Do przestępstwa doszło niecałe dwa miesiące temu. Do starszej mieszkanki Kędzierzyna-Koźla na telefon stacjonarny zadzwonił mężczyzna, podszywający się pod funkcjonariusza policji. Przestępca wypytywał kobietę o jej majątek. Po czym poinformował ją, że jest obserwowana ponieważ pieniądze które otrzymuje z emerytury są fałszywe.

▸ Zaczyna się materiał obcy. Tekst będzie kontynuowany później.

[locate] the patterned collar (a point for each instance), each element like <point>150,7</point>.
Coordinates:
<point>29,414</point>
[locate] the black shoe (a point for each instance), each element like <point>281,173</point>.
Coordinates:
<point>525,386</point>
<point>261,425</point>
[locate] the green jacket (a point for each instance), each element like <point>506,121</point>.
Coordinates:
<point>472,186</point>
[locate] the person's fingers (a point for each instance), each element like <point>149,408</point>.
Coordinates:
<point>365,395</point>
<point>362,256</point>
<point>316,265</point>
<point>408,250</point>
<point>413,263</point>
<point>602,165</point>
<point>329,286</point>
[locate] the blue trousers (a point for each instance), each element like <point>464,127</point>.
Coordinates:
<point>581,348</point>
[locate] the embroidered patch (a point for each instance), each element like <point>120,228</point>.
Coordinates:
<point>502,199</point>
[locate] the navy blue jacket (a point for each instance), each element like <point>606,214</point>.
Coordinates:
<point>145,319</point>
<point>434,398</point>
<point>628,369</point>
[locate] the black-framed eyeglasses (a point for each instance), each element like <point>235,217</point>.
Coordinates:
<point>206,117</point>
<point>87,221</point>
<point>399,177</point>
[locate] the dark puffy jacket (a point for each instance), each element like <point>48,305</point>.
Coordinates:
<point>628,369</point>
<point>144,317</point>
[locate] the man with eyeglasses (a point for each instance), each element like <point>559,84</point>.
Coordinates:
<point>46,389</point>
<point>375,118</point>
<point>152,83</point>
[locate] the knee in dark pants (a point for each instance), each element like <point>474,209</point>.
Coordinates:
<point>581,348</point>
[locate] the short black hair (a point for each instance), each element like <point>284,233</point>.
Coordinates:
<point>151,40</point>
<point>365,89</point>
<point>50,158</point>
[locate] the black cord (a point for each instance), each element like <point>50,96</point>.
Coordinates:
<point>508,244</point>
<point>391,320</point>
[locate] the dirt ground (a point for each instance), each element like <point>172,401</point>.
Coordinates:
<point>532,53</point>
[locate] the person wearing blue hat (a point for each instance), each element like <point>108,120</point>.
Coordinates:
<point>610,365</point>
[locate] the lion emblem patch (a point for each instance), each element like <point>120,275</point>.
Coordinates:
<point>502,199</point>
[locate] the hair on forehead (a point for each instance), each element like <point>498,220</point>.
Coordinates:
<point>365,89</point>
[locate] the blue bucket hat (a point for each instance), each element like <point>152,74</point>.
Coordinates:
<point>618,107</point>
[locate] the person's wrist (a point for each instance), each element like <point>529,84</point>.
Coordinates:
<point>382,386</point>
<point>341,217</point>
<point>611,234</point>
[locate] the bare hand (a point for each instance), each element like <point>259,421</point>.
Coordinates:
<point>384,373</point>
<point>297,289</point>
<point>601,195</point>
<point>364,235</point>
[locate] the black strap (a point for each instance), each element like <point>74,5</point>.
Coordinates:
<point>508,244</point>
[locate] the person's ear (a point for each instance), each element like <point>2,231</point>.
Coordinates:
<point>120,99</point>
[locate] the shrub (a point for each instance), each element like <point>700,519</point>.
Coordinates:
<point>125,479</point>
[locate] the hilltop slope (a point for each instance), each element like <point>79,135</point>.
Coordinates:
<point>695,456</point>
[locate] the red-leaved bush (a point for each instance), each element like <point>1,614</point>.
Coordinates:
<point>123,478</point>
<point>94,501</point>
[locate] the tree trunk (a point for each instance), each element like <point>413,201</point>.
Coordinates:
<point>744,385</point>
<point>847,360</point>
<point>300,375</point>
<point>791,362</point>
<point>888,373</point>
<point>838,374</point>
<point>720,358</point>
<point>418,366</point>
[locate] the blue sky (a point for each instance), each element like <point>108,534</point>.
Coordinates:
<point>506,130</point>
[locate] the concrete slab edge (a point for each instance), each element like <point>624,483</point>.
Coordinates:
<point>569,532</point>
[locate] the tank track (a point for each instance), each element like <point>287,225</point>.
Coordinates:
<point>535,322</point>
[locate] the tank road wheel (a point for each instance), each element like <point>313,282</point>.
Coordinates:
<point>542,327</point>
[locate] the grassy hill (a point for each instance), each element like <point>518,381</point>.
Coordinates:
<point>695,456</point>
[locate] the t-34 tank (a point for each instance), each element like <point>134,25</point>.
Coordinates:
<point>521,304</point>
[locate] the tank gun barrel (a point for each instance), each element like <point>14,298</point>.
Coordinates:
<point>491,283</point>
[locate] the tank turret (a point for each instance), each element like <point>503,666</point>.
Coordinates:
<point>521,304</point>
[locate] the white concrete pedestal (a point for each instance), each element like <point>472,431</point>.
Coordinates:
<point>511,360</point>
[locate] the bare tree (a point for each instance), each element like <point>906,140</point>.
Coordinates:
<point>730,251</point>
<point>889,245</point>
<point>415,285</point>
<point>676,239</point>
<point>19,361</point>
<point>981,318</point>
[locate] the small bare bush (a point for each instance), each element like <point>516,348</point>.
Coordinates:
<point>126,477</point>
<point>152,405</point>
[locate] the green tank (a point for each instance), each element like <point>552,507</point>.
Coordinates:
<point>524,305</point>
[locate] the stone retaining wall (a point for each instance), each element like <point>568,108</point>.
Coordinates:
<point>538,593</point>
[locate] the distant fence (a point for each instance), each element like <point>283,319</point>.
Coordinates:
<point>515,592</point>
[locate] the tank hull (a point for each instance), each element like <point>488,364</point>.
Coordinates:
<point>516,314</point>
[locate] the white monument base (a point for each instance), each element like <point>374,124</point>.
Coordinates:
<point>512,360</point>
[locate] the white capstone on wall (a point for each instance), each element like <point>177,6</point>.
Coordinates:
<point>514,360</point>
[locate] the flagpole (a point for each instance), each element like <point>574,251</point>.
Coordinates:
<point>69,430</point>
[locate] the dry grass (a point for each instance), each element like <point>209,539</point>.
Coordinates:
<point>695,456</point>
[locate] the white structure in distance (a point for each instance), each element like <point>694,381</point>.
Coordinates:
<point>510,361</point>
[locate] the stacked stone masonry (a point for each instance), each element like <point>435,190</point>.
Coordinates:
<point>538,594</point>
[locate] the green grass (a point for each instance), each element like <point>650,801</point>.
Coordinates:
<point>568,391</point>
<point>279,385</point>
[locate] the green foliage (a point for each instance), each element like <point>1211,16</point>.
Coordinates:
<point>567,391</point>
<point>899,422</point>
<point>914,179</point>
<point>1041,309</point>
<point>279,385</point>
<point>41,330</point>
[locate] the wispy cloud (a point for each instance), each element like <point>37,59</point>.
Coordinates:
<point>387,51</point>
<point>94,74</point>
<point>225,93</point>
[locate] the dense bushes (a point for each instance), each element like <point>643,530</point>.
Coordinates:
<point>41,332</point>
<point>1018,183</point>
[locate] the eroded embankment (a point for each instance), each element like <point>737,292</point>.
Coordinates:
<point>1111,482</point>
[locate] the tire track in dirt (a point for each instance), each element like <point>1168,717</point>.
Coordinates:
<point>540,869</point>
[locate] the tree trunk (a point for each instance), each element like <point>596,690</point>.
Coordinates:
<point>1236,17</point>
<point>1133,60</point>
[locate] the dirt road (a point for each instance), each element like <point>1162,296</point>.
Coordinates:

W związku z tym polecił jej przekazać wszystkie swoje oszczędności osobie, która miała pojawić się w jej mieszkaniu. Fałszywy funkcjonariusz dla uwiarygodnienia całej historii podał wymyślone nazwisko oraz numer służbowy. Powiedział również kobiecie, by nie rozłączając się wybrała numer 112 i potwierdziła tę informacje u prokuratora.
Kobieta postąpiła zgodnie z jego wskazówkami. Po rzekomym potwierdzeniu informacji, przekazała ponad 100 tyś. złotych osobie która pojawiła się w jej mieszkaniu. Wówczas oszust z którym cały czas prowadziła rozmowę nakazał jej, aby udała się do banku i wypłaciła pieniądze z lokaty.
Z pomocą w rozwikłaniu tej sprawy przyszli funkcjonariusze z Komendy Wojewódzkiej Policji w Bydgoszczy. Oni również rozpracowywali grupę oszustów. Ustalili, że jeden z podejrzewanych o ten proceder mężczyzn, może przebywać w Opolu. Kryminalni z Opola i Bydgoszczy przygotowali więc wspólną akcję zatrzymania.
Pod koniec czerwca, przy dworcu głównym w Opolu, kryminalni zatrzymali 30-letniego mieszkańca Gdyni. Widokiem policjantów był zupełnie zaskoczony. Funkcjonariusze zabezpieczyli przy nim kilka telefonów komórkowych. Podczas przeszukania pokoju hotelowego we Wrocławiu, w którym przebywał, znaleźli blisko 30 000 złotych. Pieniądze schowane były w fotelu. Najprawdopodobniej pochodzą one z wcześniejszych oszustw na Opolszczyźnie. Dodatkowo mężczyzna miał w pokoju fałszywą odznakę policyjną.
Mężczyzna został aresztowany na trzy miesiące.